Baca Juga: PWI DIY Siap Dampingi Wartawan Korban Kekerasan saat Liputan Aksi Unjuk Rasa
“Melihat situasi negara kita yang sedang berduka, dan sebagai bentuk empati kepada kawan-kawan yang masih berjuang menyuarakan keadilan serta kebaikan untuk bangsa, malam ini kita akan melakukan doa bersama untuk kebaikan negeri,” tutur Heri.
Sementara itu, Hendro Wiyanto, kurator trilogi pameran ARTJOG dengan tema Motif yang meliputi Lamaran, Ramalan, dan Amalan, menandai tahun ini sebagai akhir dari kiprahnya di ARTJOG 2025. Dalam kuratorial Motif Amalan, Hendro menyoroti praktik politik yang dinilainya semakin jauh dari semangat kemerdekaan.
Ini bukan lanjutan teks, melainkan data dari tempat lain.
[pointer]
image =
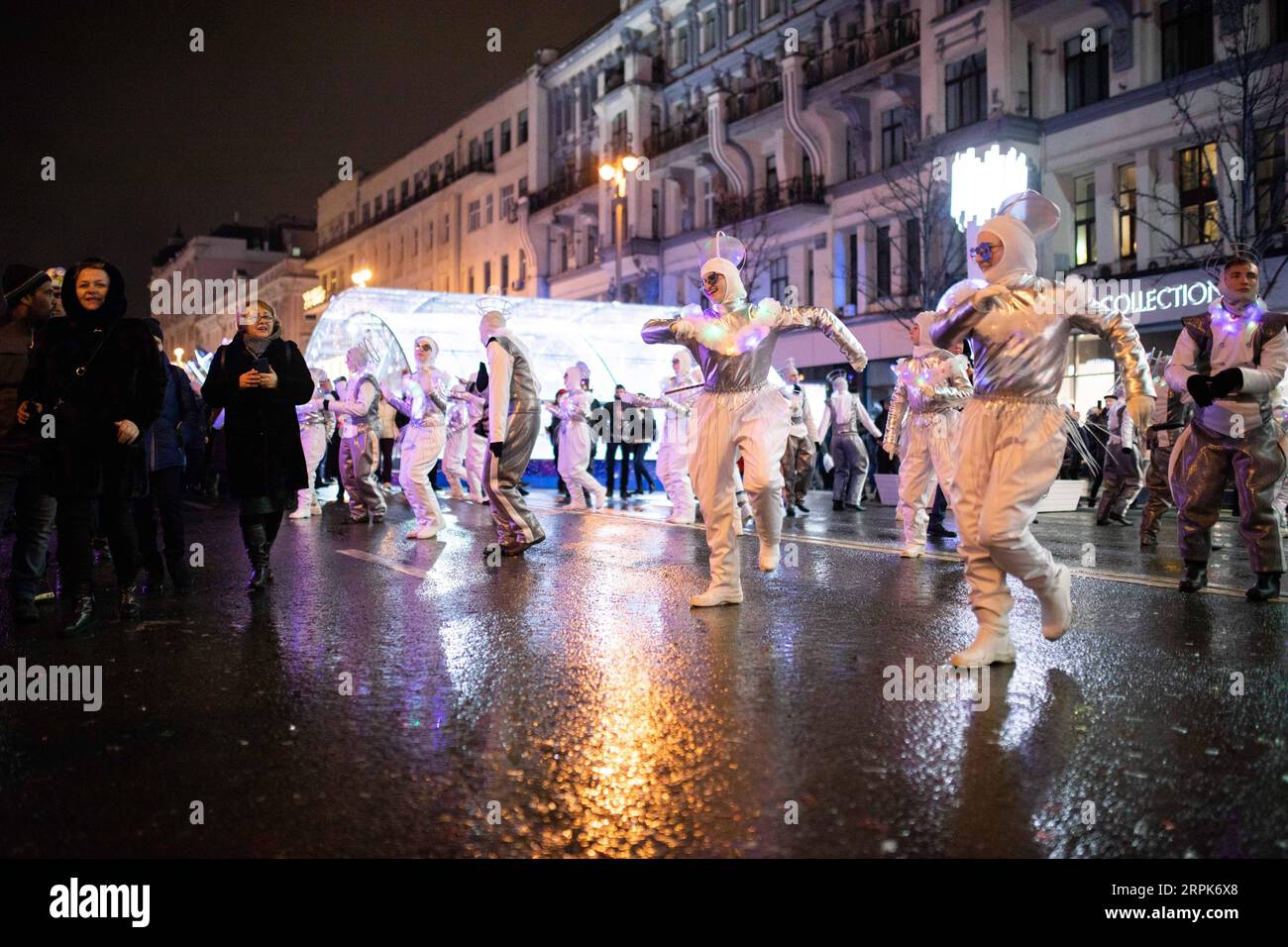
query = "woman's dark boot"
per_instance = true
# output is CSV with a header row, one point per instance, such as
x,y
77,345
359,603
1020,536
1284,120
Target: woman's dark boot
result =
x,y
82,615
129,607
1265,589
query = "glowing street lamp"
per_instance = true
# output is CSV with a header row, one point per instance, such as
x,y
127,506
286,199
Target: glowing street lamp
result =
x,y
616,174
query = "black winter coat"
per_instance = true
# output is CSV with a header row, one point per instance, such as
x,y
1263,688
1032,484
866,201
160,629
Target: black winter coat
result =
x,y
261,428
124,381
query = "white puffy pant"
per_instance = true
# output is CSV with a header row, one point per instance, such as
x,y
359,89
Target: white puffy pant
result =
x,y
754,424
454,462
313,440
930,460
1010,455
476,460
420,449
673,467
574,459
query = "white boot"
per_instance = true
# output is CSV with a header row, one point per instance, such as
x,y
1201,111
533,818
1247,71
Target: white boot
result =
x,y
716,595
1057,605
992,644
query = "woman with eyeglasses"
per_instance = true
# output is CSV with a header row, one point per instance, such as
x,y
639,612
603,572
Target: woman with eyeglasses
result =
x,y
424,401
258,379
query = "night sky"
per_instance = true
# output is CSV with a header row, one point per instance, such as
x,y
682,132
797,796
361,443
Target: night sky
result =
x,y
147,134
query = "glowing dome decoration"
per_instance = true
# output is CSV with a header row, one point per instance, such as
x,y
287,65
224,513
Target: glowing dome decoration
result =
x,y
557,331
979,184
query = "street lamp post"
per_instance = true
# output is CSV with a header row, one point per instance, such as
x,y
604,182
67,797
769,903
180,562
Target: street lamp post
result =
x,y
616,174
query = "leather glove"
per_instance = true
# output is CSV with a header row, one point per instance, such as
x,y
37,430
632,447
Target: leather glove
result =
x,y
1225,382
1140,408
1201,389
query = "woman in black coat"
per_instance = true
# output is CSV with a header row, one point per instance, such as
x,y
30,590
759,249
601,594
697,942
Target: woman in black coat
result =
x,y
258,379
98,379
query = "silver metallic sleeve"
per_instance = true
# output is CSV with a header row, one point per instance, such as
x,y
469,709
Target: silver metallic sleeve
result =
x,y
825,322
“Motif Amalan sesungguhnya membayangi kebobrokan cara kita mengamalkan politik: kemerdekaan tidak lagi menjadi tanggung jawab, melainkan hanya mewujud sebagai motif-motif kekuasaan. Kekuasaan itu terus mencederai rakyat, mengabaikan hak warga, menguasai sumber kehidupan, dan menguras kekayaan alam serta bumi kita,” ujarnya.
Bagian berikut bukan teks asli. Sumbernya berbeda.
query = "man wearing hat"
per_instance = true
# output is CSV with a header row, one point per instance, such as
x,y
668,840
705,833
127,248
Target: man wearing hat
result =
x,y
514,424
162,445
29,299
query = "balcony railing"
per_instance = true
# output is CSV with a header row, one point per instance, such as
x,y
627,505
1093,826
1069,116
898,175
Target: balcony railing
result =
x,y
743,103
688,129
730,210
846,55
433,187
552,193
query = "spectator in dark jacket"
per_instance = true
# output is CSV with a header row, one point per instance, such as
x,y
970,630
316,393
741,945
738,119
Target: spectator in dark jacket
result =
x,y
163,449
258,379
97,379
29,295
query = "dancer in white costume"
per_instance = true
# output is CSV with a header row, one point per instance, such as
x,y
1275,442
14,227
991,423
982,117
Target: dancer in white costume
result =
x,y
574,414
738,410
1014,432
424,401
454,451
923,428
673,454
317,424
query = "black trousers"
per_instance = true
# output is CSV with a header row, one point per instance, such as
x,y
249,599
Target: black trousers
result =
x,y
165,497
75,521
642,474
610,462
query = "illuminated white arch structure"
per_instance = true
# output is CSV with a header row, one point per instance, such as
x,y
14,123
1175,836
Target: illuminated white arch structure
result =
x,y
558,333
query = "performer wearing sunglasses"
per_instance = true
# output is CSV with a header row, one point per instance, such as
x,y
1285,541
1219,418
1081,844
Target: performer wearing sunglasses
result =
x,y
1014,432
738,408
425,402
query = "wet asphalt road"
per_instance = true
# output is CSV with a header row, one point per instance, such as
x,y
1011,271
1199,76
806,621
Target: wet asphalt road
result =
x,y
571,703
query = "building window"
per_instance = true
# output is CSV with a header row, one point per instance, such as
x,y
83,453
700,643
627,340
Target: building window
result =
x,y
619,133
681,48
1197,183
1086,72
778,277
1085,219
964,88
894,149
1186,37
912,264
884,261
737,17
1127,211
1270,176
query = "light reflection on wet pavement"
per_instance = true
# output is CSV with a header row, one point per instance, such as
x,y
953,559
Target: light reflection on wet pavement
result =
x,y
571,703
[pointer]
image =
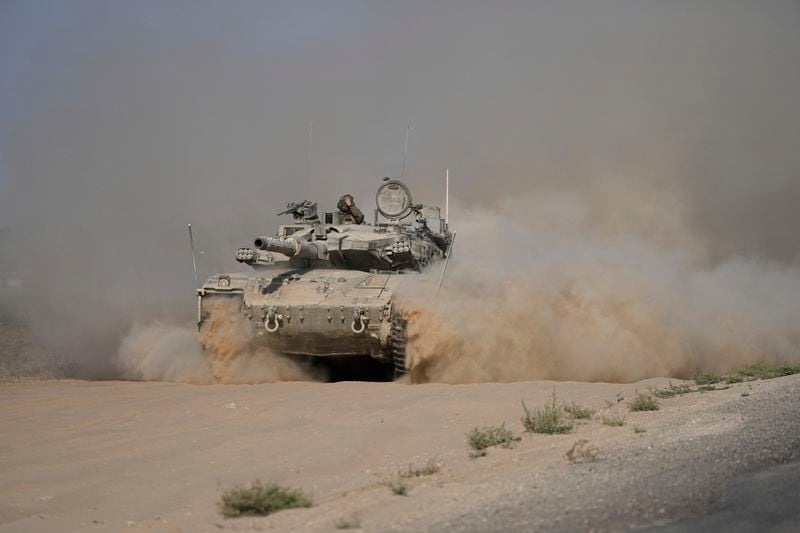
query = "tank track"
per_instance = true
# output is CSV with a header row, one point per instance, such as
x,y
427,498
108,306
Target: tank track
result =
x,y
397,345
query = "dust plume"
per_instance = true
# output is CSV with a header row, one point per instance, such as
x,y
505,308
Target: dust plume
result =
x,y
632,167
549,293
225,351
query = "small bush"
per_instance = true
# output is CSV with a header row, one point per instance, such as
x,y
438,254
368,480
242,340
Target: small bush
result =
x,y
672,390
582,452
261,500
764,371
578,412
348,522
398,487
707,378
549,420
429,468
613,420
479,439
643,402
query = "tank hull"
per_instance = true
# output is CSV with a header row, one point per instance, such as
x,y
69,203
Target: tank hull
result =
x,y
319,312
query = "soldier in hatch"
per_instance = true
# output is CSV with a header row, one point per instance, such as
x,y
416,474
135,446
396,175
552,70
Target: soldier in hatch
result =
x,y
350,213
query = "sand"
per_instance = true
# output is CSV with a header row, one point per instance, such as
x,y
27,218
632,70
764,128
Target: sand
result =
x,y
105,456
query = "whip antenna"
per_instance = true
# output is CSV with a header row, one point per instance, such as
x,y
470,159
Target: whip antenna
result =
x,y
194,262
446,198
405,151
308,158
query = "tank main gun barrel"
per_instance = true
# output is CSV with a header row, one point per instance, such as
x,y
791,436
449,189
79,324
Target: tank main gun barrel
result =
x,y
292,247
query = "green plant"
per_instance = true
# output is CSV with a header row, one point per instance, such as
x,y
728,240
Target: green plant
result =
x,y
707,378
348,522
549,420
672,390
762,371
578,412
261,500
479,439
429,468
398,487
582,452
643,402
613,420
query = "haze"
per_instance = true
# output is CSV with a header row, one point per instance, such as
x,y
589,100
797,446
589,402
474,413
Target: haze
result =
x,y
661,126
Baca Juga: Penyidikan Kasus Kuota Haji, Yaqut Penuhi Panggilan KPK
Malam penutupan juga dimeriahkan oleh penampilan musisi sekaligus seniman Farid Stevy Asta (vokalis FSTVLST), yang membawakan karya bertajuk Hal-hal Ini Terjadi (Versi ARTJOG 2025). Liriknya menyampaikan kritik pedas terhadap pemerintah, salah satunya berbunyi:
“Di masa kau terlahir, manusia di negara ini hanya dianggap sebagai dua hal saja. Saat Maret datang, sebagai wajib pajak; dan setiap lima tahun sekali, sebagai objek rebutan suara. Pemilu memanggil rakyat untuk bergembira, tapi sesungguhnya bukan rakyat yang bergembira, hanya segelintir saja, berjoget nir-empati di antara sidang paripurna, menolol-nololkan rakyat yang diwakilinya. Kau terlahir di masa maha tolol.”
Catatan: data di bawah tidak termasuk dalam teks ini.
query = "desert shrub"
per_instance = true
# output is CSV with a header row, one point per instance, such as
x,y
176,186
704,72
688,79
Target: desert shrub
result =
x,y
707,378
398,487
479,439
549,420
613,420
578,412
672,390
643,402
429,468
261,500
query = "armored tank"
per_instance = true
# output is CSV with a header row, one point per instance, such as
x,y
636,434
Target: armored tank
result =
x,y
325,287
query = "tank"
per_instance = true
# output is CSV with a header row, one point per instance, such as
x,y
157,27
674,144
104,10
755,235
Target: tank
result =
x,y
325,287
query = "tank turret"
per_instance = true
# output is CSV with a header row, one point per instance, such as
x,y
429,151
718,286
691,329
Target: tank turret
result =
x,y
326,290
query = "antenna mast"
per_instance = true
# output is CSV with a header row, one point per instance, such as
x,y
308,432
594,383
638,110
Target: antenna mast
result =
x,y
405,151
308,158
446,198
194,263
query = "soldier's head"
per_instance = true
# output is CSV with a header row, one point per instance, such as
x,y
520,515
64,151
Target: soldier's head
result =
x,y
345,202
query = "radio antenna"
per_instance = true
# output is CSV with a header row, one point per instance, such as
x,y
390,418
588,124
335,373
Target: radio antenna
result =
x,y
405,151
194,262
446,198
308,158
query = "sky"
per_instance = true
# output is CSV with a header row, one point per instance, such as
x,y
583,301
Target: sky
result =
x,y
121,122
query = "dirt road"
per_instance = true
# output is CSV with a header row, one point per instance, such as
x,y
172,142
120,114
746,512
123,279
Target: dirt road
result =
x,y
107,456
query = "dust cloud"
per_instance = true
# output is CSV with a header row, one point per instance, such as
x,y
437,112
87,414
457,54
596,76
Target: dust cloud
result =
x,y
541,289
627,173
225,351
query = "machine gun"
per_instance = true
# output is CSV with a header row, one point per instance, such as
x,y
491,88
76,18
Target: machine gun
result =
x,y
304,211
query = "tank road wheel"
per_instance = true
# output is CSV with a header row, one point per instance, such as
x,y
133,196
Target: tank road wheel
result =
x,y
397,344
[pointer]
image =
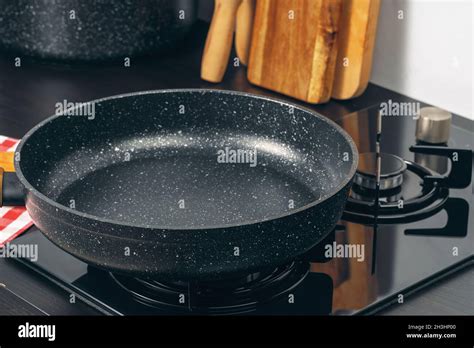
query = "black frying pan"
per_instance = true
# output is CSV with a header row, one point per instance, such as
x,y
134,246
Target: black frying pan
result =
x,y
93,30
140,187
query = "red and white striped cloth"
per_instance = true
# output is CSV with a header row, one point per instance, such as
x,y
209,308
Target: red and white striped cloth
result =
x,y
13,220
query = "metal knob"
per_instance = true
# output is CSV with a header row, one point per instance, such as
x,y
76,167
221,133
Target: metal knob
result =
x,y
433,125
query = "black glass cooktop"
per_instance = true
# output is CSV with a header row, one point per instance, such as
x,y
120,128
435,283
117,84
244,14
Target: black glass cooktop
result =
x,y
373,262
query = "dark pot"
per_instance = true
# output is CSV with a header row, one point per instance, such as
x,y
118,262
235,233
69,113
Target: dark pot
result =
x,y
93,30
Sebagai penutup, kolektif DJ Prontaxan, yang digawangi Yahya Dwi Kurniawan dan Uji “Hahan” Handoko sejak 2018—membawakan sejumlah nomor seperti Mati Muda, Mosi Tidak Percaya, Sambutlah, Hio, dan beberapa lagu lainnya.
Malam penutupan ARTJOG 2025 pun berlangsung penuh makna: sebuah refleksi, kritik, sekaligus doa untuk kebaikan negeri. (KN)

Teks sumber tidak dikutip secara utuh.